Fog nodes/devices can be any device with storage, computing, and network capabilities. Fog can be directly installed by an individual user or network administrator who wants to benefit from desired fog services. Therefore, FRAMES is based on the fog node mesh distribution architecture [20, 4], which is similar to the distribution of WiFi access point topology [4] (i.e., installing routers in a distributed manner with respect to coverage range). Thus, network administrators install multiple interconnected networks of fog nodes in public places (e.g., cities) and private places (e.g., homes) to distribute fog services. This way of fog services distribution is achieved through collaboration between cloud providers, IoT operators, and network infrastructure providers. FRAMES can manage the distribution of fog nodes as well as the monitoring of performance and resources managements in the fog layer.
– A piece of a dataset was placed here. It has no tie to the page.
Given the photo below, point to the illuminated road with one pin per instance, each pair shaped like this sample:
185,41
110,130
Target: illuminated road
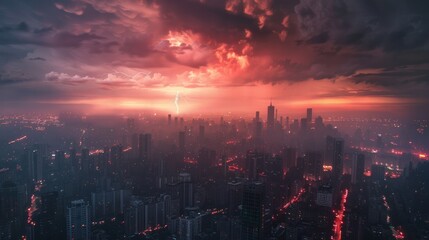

FRAMES includes three main parties which take over the process of managing fog services and coherence as per Figure 5.2.


Figure 5.1: Overview of the Fog Resource manAgeMEnt Scheme






Fog Portal: is a distributed software, which is located within each fog domain and forms an intermediate connector between the fog nodes and services’ users. This portal features a knowledge-base on a connected fog domain and cloud-based data repository to provide data about all the available fog domains and the services pro­vided by each fog node, thus share data/statistics between fog nodes. The procedure of declaring new/existing fog services via the fog portal starts when the fog owner connects the actual fog node to the IoT network. Thus, as soon as the node is up and running, it will be detected by the local network and assign a unique static IP address to the device, and at this point the node will ping the portal to register de-


Figure 5.2: Sequence diagram showing FRAMES interactions






vice details in the fog portal. During the registration process, all device information and capabilities of the device are required, such as, device CPU clock, storage size, network capacity, MAC addresses identifier alongside with the IP address assigned by the network which will be used to identify the node. At this time, or thereafter, the fog owner can visit the portal and assign/declare the desired fog services.

Fog Finger: is an automated ping utility, which is run by FRAMES on a periodic schedule (set according network/admin needs) to check the status of registered fog nodes in each individual domain. The outcome will be reported to the main manage­ment portal upon which action is taken in case a fog node is down. The ping utility operate by sending Internet Control Message Protocol (ICMP) echo request packets which is very tiny in term of size, more precisely, it is 84 Bytes including the ICMP and IP headers [158], hence it dose not cause an overhead load in the network. More­over, the pinger is network's admin feature that uses the services of the Internet Control Message Protocol (ICMP) which encapsulate in an IP header. Thus, pinger

operates on the Network layer of the Open Systems Interconnection (OSI) model.